Jilani and his colleagues are not just fighting a war of ideas. Though the Saudi government tends to explain its rehabilitation program in purely Islamic terms, as an effort to correct theological misunderstandings, the new program also addresses the psychological needs and emotional weaknesses that have led many young men to jihad in the first place. It tries to give frustrated and disaffected young men the trappings of stability — a job, a car, possibly a wife.
...
“We’re finding that they don’t generally join for religious reasons,” John Horgan told me. A political psychologist who directs the International Center for the Study of Terrorism at Penn State, Horgan has interviewed dozens of former terrorists. “Terrorist movements seem to provide a sense of adventure, excitement, vision, purpose, camaraderie,” he went on, “and involvement with them has an allure that can be difficult to resist. But the ideology is usually something you acquire once you’re involved.”
...
In January 2007, the Interior Ministry began renting small vacation compounds in the Riyadh suburb of al-Thumama. Half-a-dozen adjoining compounds now house the Care Center, a post-prison continuation of the Munasaha program offering more intensive rehabilitation activities. Each compound holds up to about 20 men, who study, eat and sleep together for the duration of the program.
On arrival, each prisoner is given a suitcase filled with gifts: clothes, a digital watch, school supplies and toiletries. Inmates are encouraged to ask for their favorite foods (Twix and Snickers candy bars are frequent requests). Volleyball nets, PlayStation games and Ping-Pong and foosball tables are all provided. The atmosphere at the center — which I visited several times earlier this year — is almost eerily cozy and congenial, with mattresses and rugs spread on stubbly patches of lawn for inmates to lounge upon. With few exceptions, the men wear their beards untrimmed and their thobes, the long garments that most Saudi men wear, cut above their ankles in the style favored by those who wish to demonstrate strict devotion to Islam. The men are pleasant but many seem a bit puffy and lethargic; one 19-year-old inmate, Faisal al-Subaii, explained that they are encouraged to spend most of their daytime hours in either rest or prayer.
...
In Saudi Arabia, psychological disorders are often understood as the results of a person finding himself somehow outside the traditional circle of family and community. Most of the counseling that the inmates receive is focused on helping them to develop more healthful family relationships. “We use Western psychiatric techniques together with Islamic techniques,” T. M. Otayan, the center’s staff psychologist, says, referring to the intensive religion classes.
...
Most prisoners complete the program within two months. Upon release, each former jihadist is required to sign a pledge that he has forsaken extremist sympathies; the head of his family must sign as well. Some also receive a car (often a Toyota) and aid from the Interior Ministry in renting a home. Social workers assist former jihadists and their families in making post-release plans for education, employment and, usually, marriage. “Getting married stabilizes a man’s personality,” Hadlaq says. “He thinks more about a long term future and less about himself and his anger.”

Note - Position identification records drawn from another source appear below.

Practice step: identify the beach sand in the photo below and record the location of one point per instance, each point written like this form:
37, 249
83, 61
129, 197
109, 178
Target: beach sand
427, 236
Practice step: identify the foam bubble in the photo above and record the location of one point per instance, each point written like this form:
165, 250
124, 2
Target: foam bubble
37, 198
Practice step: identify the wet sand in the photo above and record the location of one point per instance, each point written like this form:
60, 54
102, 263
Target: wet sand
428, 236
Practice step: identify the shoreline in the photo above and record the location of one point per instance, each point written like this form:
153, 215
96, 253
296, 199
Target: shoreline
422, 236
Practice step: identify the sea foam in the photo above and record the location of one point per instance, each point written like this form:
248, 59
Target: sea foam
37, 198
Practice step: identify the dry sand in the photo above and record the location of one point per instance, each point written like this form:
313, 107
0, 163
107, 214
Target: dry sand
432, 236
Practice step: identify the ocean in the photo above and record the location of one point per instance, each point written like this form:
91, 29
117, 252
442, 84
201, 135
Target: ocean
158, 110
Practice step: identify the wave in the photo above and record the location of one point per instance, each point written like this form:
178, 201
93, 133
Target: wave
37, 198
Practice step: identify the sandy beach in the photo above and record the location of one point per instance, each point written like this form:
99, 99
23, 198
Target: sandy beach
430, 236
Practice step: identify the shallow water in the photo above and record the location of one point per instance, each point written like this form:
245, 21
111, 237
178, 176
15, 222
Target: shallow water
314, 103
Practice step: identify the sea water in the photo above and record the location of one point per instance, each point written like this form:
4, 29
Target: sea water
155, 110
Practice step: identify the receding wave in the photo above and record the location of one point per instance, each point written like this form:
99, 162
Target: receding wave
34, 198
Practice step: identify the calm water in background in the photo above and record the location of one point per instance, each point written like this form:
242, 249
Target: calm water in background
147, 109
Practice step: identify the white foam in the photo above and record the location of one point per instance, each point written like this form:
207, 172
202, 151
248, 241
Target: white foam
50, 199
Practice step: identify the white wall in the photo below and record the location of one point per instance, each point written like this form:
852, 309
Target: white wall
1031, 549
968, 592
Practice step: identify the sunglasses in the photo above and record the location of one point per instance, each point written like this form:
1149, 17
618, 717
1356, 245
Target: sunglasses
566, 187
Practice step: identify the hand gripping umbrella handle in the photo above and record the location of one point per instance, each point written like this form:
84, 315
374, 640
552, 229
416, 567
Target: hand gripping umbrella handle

Other countries have experimented with efforts to rehabilitate Islamic extremists. In Egypt and Yemen, moderate clerics counsel prisoners accused of militant activity. The Religious Rehabilitation Group in Singapore has been widely praised for reducing the influence of the Jemaah Islamiyah terrorist organization. But the Saudi approach is unusual and, according to Bernard Haykel, a professor of Near Eastern studies at Princeton University, “is consistent with Saudi history in that you try through nonviolent means to cajole, to bribe, to buy off the opposition.”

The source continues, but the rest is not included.